In Transit review: A sensitively told docuseries on transgender experience in India

Hindustan Times18-06-2025
What does it mean to be visibly trans in India? There's no whataboutery about the fact that India is still largely homophobic; one look at the cases of violence on the LGBTQ+ community is enough to show why. The new four-part docuseries, backed by Zoya Akhtar and Reema Kagti's Tiger Baby Films, attempts to bring together stories of nine transgender individuals across India as they share their lives, hearts, and hopes. It is a vital, sensitively drawn-out portrait of the challenges faced by the trans community in modern India. (Also read: Sabar Bonda review: First-ever Marathi film at Sundance is a tender, deeply moving study of queer love in rural India)
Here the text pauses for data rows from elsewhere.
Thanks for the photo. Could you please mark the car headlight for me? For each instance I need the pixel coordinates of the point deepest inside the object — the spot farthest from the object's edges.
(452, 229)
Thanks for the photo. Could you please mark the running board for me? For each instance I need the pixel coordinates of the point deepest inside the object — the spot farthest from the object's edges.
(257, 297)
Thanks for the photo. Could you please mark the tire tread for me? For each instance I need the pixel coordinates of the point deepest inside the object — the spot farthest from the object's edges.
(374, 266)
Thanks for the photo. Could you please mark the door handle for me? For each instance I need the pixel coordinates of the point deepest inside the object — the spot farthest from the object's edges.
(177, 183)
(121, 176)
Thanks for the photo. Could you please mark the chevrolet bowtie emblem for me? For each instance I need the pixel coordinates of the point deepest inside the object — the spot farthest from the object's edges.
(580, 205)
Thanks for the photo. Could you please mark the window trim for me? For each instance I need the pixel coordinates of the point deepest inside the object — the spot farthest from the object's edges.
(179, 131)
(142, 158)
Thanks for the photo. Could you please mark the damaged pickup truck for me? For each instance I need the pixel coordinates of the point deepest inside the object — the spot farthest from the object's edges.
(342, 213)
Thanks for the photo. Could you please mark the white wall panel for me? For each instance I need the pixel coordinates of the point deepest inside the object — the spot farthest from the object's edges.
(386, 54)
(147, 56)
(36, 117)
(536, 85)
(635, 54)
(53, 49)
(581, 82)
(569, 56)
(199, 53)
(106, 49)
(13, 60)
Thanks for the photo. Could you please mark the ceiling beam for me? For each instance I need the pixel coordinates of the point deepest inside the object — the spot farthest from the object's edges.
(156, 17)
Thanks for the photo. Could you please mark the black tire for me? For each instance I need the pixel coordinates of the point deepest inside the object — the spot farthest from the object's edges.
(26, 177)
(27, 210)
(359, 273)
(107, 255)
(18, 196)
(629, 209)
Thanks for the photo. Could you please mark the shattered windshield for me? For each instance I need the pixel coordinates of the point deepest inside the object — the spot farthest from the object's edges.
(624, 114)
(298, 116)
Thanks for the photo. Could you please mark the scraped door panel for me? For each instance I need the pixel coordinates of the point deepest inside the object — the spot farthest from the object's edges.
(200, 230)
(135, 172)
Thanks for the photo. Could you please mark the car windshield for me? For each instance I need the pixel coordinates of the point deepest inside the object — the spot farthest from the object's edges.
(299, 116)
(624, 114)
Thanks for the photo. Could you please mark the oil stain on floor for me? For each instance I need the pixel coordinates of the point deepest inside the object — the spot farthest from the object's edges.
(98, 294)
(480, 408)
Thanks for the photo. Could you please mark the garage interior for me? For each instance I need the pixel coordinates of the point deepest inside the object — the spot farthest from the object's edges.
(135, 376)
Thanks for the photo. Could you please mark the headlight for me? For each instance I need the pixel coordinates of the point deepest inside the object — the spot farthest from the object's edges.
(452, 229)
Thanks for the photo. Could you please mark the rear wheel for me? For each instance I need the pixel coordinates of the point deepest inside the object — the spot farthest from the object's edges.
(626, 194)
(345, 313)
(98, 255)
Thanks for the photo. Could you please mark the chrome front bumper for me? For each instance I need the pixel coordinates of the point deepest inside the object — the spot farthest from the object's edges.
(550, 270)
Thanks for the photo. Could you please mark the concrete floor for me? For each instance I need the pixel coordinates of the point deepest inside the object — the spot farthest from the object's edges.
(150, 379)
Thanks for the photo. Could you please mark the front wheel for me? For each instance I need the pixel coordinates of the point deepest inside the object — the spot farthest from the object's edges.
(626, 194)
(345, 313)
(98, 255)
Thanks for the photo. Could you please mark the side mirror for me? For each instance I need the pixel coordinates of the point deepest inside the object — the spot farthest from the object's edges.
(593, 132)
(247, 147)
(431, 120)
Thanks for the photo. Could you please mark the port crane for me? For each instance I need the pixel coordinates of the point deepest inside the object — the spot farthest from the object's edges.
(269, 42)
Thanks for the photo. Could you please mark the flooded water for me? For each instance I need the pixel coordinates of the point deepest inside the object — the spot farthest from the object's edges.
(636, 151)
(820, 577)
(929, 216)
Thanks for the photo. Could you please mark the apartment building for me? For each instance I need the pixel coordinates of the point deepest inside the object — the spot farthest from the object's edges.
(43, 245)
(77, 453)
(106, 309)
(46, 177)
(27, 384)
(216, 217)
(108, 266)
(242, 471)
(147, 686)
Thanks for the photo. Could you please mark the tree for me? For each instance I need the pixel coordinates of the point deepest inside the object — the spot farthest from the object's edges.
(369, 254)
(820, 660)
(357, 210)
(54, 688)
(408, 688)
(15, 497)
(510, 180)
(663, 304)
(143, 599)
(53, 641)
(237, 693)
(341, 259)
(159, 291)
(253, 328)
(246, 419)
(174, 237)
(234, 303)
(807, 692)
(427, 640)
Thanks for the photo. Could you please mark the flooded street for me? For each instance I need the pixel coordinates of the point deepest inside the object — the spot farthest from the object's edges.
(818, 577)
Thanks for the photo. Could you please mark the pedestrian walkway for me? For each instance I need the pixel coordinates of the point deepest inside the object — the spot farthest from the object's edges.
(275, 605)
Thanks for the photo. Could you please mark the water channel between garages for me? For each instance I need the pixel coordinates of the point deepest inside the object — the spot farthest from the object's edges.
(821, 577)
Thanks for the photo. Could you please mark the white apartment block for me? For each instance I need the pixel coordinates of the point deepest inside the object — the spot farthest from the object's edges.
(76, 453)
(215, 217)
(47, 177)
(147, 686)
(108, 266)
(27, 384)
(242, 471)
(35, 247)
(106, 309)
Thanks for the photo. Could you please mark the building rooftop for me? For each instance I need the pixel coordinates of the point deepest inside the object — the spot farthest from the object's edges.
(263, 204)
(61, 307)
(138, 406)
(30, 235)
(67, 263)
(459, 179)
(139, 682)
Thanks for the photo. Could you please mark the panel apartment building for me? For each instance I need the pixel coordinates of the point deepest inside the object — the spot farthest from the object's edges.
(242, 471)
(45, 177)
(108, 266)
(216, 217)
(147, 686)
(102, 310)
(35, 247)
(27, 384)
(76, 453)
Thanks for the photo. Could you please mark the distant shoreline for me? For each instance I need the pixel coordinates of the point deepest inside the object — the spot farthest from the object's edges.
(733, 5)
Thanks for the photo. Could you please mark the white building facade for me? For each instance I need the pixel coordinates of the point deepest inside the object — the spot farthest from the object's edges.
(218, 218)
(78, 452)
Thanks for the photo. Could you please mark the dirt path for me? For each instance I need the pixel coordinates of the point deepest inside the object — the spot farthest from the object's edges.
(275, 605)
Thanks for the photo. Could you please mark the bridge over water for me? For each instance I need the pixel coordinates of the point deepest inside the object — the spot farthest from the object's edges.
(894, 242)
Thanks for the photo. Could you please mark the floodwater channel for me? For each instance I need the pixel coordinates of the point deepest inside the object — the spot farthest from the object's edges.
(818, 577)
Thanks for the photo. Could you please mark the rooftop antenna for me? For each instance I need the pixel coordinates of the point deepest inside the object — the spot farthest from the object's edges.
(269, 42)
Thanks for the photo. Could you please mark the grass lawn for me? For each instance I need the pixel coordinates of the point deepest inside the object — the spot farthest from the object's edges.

Zoya Akhtar and Reema Kagti had previously cast trans actor Trinetra Haldar Gummaraju in the second season of Made in Heaven for the new addition to the show, Meher. That character was in a supporting role, adding to the drama and resolving the chaos around the main plot. From there to In Transit, the resolve to showcase the trans community authentically is a noble effort. In Transit is curious but in a careful manner, where the camera is but a medium for these individuals to share their experiences with complete trust. That confidence shows in the way Archana Ghangrekar places the camera and views these people, and in the conviction with which director Ayesha Sood draws out their life stories with a degree of vulnerability.
There is a beautiful moment where Aryan speaks about his desire for a 'connection'. It arrives after Aryan has shared the story of transition, where the viewer can see the journey he has been through. Another particularly indelible revelation arrives when Rumi, a trans man and a trained classical singer, talks about the difficult relationship with his mother. When he gradually comes to know why his mother, who was a sculptor, behaved the way she did, it becomes an extraordinary moment of surrender and reconciliation. I had shivers all over my body when that moment arrived.
Gender and sexual identity are not the same, and In Transit does well by letting these voices speak for themselves on this concept. There's something somber about it, in the way these people who have had to fight for their truths all the way through, speak about their desires and hopes. Despite the tears, there are footnotes of hope. The story of Patruni, a gender-fluid drag queen, is insisted carefully here.
The interrogation is nurtured at the idea of giving every desire a name, every experience a definitive call. Even within the community, how must a trans woman perform? How are they expected to behave? These ideas arrive from a deeply heteronormative culture. As these individuals will only take a willingness to unlearn and reorient the ways we look, categorise, and decide.
This docuseries intelligently positions the multiplicity of trans experience in a country that has extreme inequity due to class divisions. Access to education, the support of parents, and the socio-economic classifications are some of the most important factors that these individuals have to confront. It is more than just acceptance; it is also about access. This is a sensitively told document that never resorts to being complacent in its tone, which is perhaps its biggest accomplishment.
However, amid all the willing affirmations, I could not help but wonder why Sood never created a sort of common space for these nine individuals to meet. Is it a judicious way of dealing with these very personal stories? Or does it subtly reflect how there are so many gaps in communication and inclusivity that still need to be taken into account? Either way, the shift will only take place with kindness and empathy.